Cade knocked again, a slower, quieter sound this time, like he knew I was already on the other side losing an argument with myself.

I exhaled once, opened the door, and immediately regretted having eyes.

He stood in the hallway holding a cardboard coffee carrier in one hand and a small white bakery bag in the other, wearing pale worn jeans, a black Fury hoodie, and that calm, expensive ease that made him look like he belonged everywhere and nowhere at the same time. His dark hair was still damp at the ends, pushed back carelessly like he had showered after a workout and not once considered the emotional consequences of showing up at my apartment looking like that.
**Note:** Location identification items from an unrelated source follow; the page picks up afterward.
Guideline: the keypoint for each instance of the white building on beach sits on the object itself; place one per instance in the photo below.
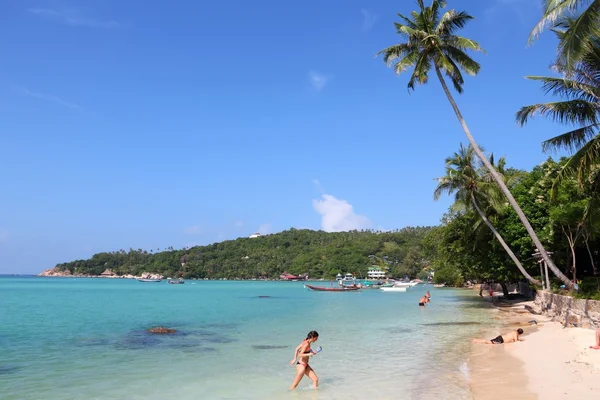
(375, 273)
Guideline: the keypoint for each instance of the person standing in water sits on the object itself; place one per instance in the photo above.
(301, 355)
(597, 346)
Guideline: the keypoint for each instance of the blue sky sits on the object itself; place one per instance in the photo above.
(154, 124)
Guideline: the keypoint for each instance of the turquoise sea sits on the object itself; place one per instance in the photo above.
(78, 338)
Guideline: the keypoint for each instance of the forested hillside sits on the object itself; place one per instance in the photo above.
(316, 253)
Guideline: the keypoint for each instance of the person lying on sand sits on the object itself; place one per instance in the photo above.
(597, 346)
(508, 338)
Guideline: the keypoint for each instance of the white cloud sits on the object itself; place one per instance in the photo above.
(264, 229)
(318, 80)
(49, 97)
(368, 19)
(338, 215)
(73, 19)
(193, 230)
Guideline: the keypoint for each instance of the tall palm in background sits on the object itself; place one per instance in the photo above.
(584, 27)
(430, 42)
(471, 187)
(581, 90)
(581, 107)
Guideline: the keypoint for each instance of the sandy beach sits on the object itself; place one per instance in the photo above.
(552, 363)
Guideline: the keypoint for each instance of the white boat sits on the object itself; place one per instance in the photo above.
(402, 284)
(394, 288)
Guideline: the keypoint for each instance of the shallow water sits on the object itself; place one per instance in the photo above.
(73, 338)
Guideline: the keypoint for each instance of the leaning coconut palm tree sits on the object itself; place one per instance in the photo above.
(584, 27)
(430, 42)
(470, 188)
(581, 90)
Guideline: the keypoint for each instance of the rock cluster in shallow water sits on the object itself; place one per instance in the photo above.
(161, 329)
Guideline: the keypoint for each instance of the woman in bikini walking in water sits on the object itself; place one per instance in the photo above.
(301, 355)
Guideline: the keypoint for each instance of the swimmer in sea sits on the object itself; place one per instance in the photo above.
(301, 355)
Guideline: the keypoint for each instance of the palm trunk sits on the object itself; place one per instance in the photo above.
(503, 243)
(587, 245)
(503, 187)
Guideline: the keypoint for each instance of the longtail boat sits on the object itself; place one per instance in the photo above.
(332, 289)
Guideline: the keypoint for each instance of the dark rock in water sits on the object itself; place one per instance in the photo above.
(92, 342)
(396, 329)
(452, 323)
(137, 340)
(267, 347)
(7, 370)
(161, 330)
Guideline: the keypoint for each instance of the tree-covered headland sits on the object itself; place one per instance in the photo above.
(316, 253)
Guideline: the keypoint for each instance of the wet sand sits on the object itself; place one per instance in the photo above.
(552, 363)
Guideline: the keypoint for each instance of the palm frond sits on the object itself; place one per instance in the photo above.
(585, 160)
(420, 72)
(392, 53)
(408, 61)
(453, 72)
(571, 111)
(569, 88)
(572, 45)
(408, 22)
(553, 10)
(572, 140)
(463, 43)
(452, 21)
(466, 63)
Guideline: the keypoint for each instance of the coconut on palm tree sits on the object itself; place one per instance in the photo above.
(470, 187)
(430, 42)
(584, 26)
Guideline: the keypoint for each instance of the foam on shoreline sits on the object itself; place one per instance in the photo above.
(552, 363)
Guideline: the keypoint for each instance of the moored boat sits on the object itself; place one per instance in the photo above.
(394, 288)
(332, 289)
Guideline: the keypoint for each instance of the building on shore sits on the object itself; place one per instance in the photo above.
(375, 273)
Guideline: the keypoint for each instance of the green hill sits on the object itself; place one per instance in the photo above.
(316, 253)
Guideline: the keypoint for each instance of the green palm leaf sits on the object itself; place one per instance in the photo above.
(572, 140)
(565, 112)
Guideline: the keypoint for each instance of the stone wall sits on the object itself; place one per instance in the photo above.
(569, 311)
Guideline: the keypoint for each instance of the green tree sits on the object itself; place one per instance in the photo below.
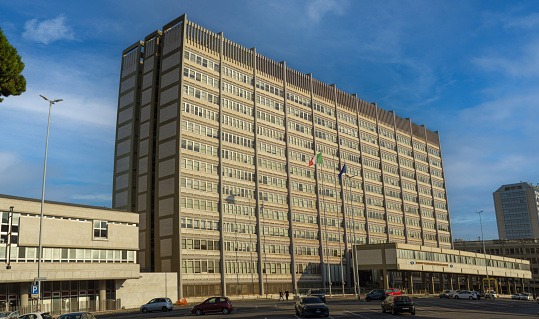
(11, 66)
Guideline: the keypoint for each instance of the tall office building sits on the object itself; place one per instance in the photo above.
(213, 147)
(517, 211)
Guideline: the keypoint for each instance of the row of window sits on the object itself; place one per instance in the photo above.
(200, 112)
(200, 94)
(199, 166)
(201, 77)
(200, 129)
(195, 58)
(71, 255)
(237, 123)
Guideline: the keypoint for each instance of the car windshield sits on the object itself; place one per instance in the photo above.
(312, 300)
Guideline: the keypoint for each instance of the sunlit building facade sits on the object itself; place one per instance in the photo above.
(213, 146)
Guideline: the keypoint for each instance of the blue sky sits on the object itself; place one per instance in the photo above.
(468, 69)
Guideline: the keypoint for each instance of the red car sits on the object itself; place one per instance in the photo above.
(393, 292)
(214, 304)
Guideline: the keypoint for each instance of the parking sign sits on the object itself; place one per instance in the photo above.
(34, 290)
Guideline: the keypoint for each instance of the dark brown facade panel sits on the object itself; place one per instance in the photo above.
(402, 125)
(385, 117)
(346, 100)
(323, 90)
(433, 137)
(237, 54)
(297, 79)
(418, 131)
(269, 67)
(367, 109)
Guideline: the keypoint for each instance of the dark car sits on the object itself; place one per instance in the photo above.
(317, 293)
(311, 306)
(396, 304)
(376, 294)
(157, 304)
(77, 315)
(214, 304)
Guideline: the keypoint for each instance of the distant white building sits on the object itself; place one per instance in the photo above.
(517, 211)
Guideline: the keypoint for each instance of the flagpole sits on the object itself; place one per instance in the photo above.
(339, 225)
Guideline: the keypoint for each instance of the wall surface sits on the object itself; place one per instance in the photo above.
(136, 292)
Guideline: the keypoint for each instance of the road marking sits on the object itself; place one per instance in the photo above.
(355, 314)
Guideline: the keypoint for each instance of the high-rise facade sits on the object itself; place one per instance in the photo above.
(517, 211)
(212, 150)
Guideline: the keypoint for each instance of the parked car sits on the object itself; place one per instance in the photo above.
(466, 294)
(397, 304)
(157, 304)
(393, 292)
(214, 304)
(311, 306)
(317, 293)
(526, 296)
(376, 294)
(447, 294)
(36, 315)
(492, 295)
(478, 294)
(77, 315)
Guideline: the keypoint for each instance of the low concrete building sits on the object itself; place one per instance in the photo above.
(89, 258)
(432, 269)
(527, 249)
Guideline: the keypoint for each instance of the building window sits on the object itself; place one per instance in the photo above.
(100, 229)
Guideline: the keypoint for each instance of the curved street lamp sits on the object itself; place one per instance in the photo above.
(40, 249)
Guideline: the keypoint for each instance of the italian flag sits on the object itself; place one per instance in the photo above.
(316, 159)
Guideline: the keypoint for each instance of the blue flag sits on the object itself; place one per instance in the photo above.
(343, 170)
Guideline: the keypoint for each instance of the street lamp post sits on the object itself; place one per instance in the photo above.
(484, 253)
(354, 251)
(40, 249)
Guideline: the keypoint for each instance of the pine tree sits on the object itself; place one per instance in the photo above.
(11, 81)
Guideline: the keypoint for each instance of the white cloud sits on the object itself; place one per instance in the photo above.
(94, 197)
(518, 62)
(526, 22)
(317, 9)
(48, 31)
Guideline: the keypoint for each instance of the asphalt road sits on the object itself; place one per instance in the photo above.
(350, 308)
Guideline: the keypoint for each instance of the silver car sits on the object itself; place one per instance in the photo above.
(157, 304)
(526, 296)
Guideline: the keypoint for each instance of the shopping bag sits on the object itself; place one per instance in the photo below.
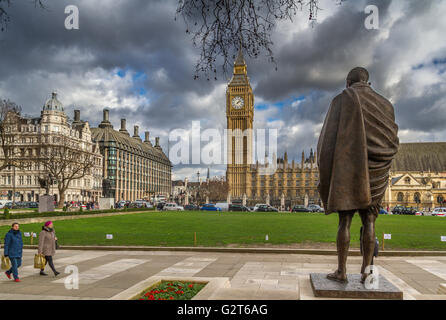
(39, 261)
(6, 263)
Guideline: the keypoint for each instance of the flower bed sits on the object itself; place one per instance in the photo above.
(172, 290)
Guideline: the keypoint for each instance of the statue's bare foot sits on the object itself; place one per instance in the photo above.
(337, 276)
(364, 277)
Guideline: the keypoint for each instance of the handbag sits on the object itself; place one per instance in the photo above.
(6, 263)
(39, 261)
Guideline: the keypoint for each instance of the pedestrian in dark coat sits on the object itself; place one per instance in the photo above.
(47, 246)
(14, 250)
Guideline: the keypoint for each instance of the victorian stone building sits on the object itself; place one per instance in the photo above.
(418, 176)
(28, 138)
(287, 183)
(133, 168)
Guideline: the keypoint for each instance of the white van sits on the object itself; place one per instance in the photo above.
(224, 206)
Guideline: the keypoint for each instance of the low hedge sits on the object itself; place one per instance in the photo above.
(64, 213)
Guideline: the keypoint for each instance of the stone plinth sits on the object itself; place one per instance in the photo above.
(106, 203)
(46, 203)
(353, 289)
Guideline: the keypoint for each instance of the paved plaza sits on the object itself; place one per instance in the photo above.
(106, 274)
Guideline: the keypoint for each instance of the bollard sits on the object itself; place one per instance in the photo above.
(383, 241)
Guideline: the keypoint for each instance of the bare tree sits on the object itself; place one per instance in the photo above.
(219, 27)
(10, 155)
(64, 161)
(4, 15)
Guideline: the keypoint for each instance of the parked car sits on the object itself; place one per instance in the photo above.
(160, 205)
(300, 208)
(439, 212)
(256, 207)
(5, 204)
(172, 206)
(191, 207)
(209, 207)
(266, 208)
(404, 210)
(238, 207)
(315, 208)
(224, 206)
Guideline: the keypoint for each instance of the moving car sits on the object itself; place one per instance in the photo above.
(223, 206)
(209, 207)
(160, 206)
(266, 208)
(238, 207)
(300, 208)
(258, 205)
(315, 208)
(5, 203)
(191, 207)
(172, 207)
(439, 212)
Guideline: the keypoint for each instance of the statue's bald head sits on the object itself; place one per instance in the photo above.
(357, 74)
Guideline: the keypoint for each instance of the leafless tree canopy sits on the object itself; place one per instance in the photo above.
(5, 4)
(219, 26)
(9, 119)
(64, 161)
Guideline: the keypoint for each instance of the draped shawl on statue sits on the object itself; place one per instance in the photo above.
(355, 150)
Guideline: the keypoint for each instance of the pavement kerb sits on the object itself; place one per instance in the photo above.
(389, 253)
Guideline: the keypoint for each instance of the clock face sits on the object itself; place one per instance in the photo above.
(238, 102)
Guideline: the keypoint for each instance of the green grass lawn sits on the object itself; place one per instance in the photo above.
(222, 229)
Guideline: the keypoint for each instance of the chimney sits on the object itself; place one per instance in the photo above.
(136, 132)
(77, 115)
(147, 138)
(123, 127)
(105, 122)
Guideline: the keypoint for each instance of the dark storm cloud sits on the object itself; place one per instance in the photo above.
(141, 39)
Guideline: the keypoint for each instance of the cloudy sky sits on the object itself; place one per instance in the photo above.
(133, 58)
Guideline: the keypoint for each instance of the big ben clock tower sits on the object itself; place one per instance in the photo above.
(240, 115)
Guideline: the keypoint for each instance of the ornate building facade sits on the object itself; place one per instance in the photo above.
(27, 136)
(290, 183)
(134, 168)
(418, 176)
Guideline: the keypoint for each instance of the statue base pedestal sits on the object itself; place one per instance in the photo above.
(106, 203)
(46, 203)
(353, 289)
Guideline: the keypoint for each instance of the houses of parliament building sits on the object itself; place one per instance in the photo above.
(417, 177)
(289, 183)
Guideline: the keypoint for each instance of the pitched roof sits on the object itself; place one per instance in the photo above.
(422, 156)
(128, 143)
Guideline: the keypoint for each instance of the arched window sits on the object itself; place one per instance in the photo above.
(417, 198)
(400, 197)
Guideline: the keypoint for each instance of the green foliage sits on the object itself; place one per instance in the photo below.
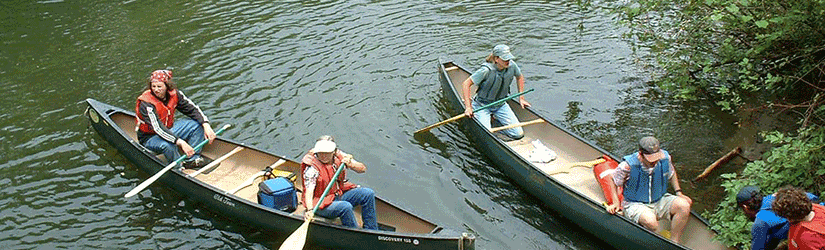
(738, 52)
(796, 160)
(730, 49)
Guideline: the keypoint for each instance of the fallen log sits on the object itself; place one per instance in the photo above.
(727, 157)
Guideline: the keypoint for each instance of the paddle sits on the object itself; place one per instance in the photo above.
(493, 130)
(216, 161)
(476, 110)
(566, 168)
(155, 177)
(297, 239)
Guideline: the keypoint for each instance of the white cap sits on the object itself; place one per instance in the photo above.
(324, 146)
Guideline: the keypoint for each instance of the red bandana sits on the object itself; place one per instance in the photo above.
(161, 75)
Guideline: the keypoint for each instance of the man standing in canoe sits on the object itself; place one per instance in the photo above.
(644, 176)
(157, 129)
(319, 166)
(494, 79)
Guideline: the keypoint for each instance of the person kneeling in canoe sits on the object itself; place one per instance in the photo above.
(319, 166)
(157, 129)
(644, 176)
(494, 79)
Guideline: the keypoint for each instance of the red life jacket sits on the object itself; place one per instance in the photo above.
(166, 112)
(325, 173)
(816, 225)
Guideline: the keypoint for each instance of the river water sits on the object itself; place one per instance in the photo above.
(286, 72)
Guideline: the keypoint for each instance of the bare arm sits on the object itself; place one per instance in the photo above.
(356, 166)
(521, 99)
(674, 181)
(468, 103)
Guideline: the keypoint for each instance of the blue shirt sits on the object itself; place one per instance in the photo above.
(768, 228)
(479, 75)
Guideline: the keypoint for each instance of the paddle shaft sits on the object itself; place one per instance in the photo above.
(216, 161)
(476, 110)
(155, 177)
(297, 239)
(516, 125)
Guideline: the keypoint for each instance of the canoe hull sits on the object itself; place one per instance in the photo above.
(278, 223)
(588, 214)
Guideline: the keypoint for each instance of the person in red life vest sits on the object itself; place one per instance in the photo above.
(807, 230)
(318, 167)
(157, 129)
(644, 176)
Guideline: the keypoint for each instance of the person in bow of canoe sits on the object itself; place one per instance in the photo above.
(768, 229)
(319, 166)
(494, 79)
(157, 129)
(807, 219)
(645, 176)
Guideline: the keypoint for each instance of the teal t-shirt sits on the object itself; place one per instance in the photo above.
(479, 75)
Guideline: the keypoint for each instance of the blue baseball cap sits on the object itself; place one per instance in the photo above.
(746, 193)
(503, 52)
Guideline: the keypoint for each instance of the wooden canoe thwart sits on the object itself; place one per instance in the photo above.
(572, 192)
(230, 188)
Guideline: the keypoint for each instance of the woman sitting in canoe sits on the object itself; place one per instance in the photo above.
(494, 79)
(319, 166)
(156, 126)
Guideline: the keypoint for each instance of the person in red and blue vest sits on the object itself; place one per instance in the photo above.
(157, 129)
(768, 229)
(319, 166)
(807, 219)
(644, 176)
(494, 78)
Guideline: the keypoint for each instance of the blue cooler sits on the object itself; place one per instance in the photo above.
(278, 193)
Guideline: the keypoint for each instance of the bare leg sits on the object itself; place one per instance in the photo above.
(680, 212)
(648, 220)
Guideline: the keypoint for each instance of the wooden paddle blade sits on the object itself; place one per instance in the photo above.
(157, 175)
(297, 239)
(566, 168)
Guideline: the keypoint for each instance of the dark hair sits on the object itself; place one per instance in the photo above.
(792, 203)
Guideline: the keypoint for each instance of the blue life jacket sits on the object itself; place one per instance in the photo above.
(768, 228)
(641, 187)
(496, 85)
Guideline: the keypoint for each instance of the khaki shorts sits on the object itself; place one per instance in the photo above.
(661, 208)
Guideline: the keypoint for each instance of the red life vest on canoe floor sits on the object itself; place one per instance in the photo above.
(166, 112)
(603, 172)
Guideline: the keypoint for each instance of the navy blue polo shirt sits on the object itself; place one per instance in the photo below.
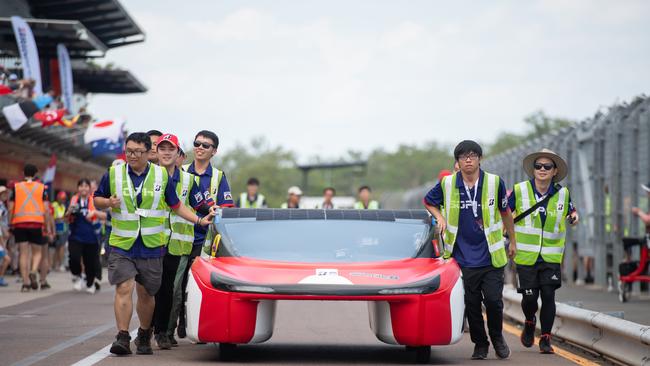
(224, 197)
(471, 248)
(139, 250)
(82, 230)
(541, 210)
(195, 195)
His eyes dipped over me once, quick enough to be polite and slow enough to be a problem, before coming back to my face.

“Detroit?” he asked.

I glanced down at theRed Wingstank top tucked loosely into my shorts. “Careful. That sounded judgmental.”

“It was observational.”

“Mm-hmm. That’s what men say right before they realize they should’ve kept a thought to themselves.”

His mouth twitched. “You invited a Fury player into your apartment wearing another team’s logo?”

“I live in the great state of Michigan. I don’t work for the Fury propaganda department.”

“Tragic. We offer benefits.”

“Do the benefits include free therapy after all the fistfights, or is that separate?”

“No,” he said easily. “We just punch each other and move on with life.”

I stepped back to let him in. “Women would hold a grudge for ten years.”

“That’s because women won’t just let another woman punch them in the face and call it closure.”